TintaSiyasi.com -- Pernahkah terbesit didalam benak "Mengapa Indonesia banyak terjadi bencana alam?" Jawabannya karena ring of fire. Memutar otak mengingat pelajaran geografi kala SMA, ring of fire atau yang biasa kita kenal dengan sebutan cincin api merupakan sebuah jalur pegunungan aktif. Hal ini menjadi salah satu alasan pemicu banyak bencana alam di Indonesia dalam sisi Ilmu Alam. Selain itu juga dikarenakan atas kehendak Allah.
Tapi, tahukah kamu bahwa bukan hanya Indonesia yang sering terjadi bencana khususnya gempa. Tetapi, Jepang juga sering dilanda bencana alam.

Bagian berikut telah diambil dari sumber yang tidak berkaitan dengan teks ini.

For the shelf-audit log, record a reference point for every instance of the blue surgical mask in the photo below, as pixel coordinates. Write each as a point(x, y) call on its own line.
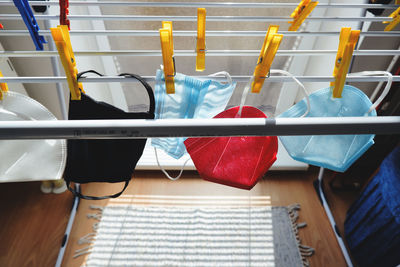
point(335, 152)
point(193, 98)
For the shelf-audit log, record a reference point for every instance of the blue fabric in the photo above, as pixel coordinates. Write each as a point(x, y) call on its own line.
point(372, 226)
point(335, 152)
point(193, 98)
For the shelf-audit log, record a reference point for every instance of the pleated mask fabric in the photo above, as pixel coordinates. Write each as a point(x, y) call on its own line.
point(334, 152)
point(193, 98)
point(104, 160)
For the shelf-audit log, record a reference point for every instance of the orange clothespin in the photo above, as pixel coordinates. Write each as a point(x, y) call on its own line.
point(63, 43)
point(3, 87)
point(167, 48)
point(201, 40)
point(347, 42)
point(270, 47)
point(396, 20)
point(301, 13)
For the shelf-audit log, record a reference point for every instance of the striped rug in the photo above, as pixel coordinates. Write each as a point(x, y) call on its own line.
point(143, 235)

Namun, negara kita lebih banyak PR-nya dalam mitigasi bencana alam dibandingkan Jepang. Padahal, bukan hanya gempa saja. Melainkan, potensi tsunami, longsor, banjir, aktivitas vulkanis dan lainnya. Mengapa demikian?
Lemahnya mitigasi bencana alam dinegara kita, menyebabkan dampak setelah bencana menjadi sangat terasa. Tak hanya harta benda, melainkan juga nyawa. Lalu siapa yang salah?
Dalam hal ini, fokusnya bukan satu namun bersama. Sebab, jika hanya masyarakat saja yang bergerak. Maka, geraknya lambat. Begitupun sebaliknya. Sejauh ini bagaimana dengan negara kita? Sudah seberapa tinggi tingkat kesadaran terhadap mitigasi bencana alam?
Faktanya, Indonesia memiliki wilayah yang luas dan kepulauan serta masyarakat yang banyak. Hal ini menjadi tantangan tersendiri bagi pemerintah dalam melakukan mitigasi bencana alam. Sayangnya hal tersebut menjadi penghalang, bukan pecutan. Tidak sedikit masyarakat yang masih buta dengan mitigasi bencana alam. Karna dilihat dari rumah yang tidak ideal di kawasan rawan gempa misalnya. Selain itu sangat minim kesadaran mengenai sampah yang berimbas terjadi banjir.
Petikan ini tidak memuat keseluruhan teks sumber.